O novo "futebol total"


O mais novo milionário, Paris Saint-Germain, é comandado pelo fracês Antoine Kombouaré e conquistou milhares de novos torcedores ao redor do mundo, principalmente pelo estilo de jogo bem conhecido. Na década 70 a Holanda se destacou pela forma que jogava, com o futebol total, onde todos (principalmente Cruyff) exerciam “todas as funções e posições”. Kombouaré trouxe esse espírito de volta e criou uma formação bem interessante no meio do PSG.

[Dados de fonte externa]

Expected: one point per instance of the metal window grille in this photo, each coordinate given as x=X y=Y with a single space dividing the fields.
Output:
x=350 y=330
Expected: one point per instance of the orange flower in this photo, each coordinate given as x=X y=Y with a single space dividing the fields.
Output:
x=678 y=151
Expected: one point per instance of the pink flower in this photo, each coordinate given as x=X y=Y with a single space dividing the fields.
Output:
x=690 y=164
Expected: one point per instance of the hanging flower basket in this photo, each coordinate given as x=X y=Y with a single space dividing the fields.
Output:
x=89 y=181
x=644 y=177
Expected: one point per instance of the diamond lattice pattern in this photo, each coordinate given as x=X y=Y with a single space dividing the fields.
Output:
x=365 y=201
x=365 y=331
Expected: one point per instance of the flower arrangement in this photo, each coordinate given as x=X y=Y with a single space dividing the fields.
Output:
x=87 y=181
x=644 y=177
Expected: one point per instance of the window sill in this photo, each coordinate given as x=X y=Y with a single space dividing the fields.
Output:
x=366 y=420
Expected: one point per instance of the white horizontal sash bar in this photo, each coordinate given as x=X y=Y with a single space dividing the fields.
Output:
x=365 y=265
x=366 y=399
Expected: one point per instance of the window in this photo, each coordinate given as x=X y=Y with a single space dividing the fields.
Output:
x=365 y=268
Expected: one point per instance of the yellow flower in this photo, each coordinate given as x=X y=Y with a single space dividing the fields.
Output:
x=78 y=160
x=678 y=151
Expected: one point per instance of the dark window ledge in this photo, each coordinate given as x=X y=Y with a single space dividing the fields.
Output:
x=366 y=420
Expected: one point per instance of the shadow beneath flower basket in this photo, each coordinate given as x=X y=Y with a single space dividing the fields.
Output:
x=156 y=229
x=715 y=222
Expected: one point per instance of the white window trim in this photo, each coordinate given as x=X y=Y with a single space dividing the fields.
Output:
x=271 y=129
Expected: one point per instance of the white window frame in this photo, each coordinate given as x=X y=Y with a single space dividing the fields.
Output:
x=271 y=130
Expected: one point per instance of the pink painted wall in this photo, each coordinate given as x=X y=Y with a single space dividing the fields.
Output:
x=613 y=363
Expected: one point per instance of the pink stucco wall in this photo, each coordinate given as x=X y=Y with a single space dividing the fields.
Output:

O meio-campo do gigante de Paris é formado por Ménez, Pastore e Nenê, os quais não têm posições fixas. O argentino costuma jogar mais centralizado, na armação de jogadas, entretanto não são poucas vezes que o vemos caindo pelos lados. Nenê e Ménez jogam parecidos, todavia de lados contrários. O brasileiro muitas vezes cai pelo meio e leva a bola para dentro, com o intuito de marcar gols e assistenciar o centro-avante Gameiro; assim como o camisa 7 faz pela esquerda.

Essa movimentação e troca de posições é mais freqüente na parte ofensiva do meio, não obstante ocorre também entre o “xerife” Lugano e o primeiro-volante Matuiti. O uruguaio é de correr atrás da bola e do marcador e para isso costuma inclusive avançar e nestes momentos Matuiti desce para assistenciar Camara. Os laterais não têm o costume de subir, já que Ménez, Pastore e Nenê dão conta do recado, entretanto Ceará tem aparecido freqüentemente no ataque.

Vendo desta forma o time do PSG parece perfeito, mas não chega a este ponto. O revezamento de posições e a habilidade em grupo e individual de alguns jogadores auxiliam muito, mas essas individualidades já aconteceram de atrapalhar (algumas vezes) o líder da Ligue 1.

O PSG, desde que foi comprado por árabes fez contratações de expressão e melhorou de forma absurda o nível de seu futebol. O técnico Kombouaré reviveu o espírito da Laranja Mecânica de 74. Este estilo de jogo estava sumido e é bom lembrar que nem o próprio PSG reviveu isso. O meio joga de forma versátil e se movimenta bem, entretanto não é uma cópia da Laranja Mecânica, o que penso que (infelizmente) jamais veremos algo parecido novamente.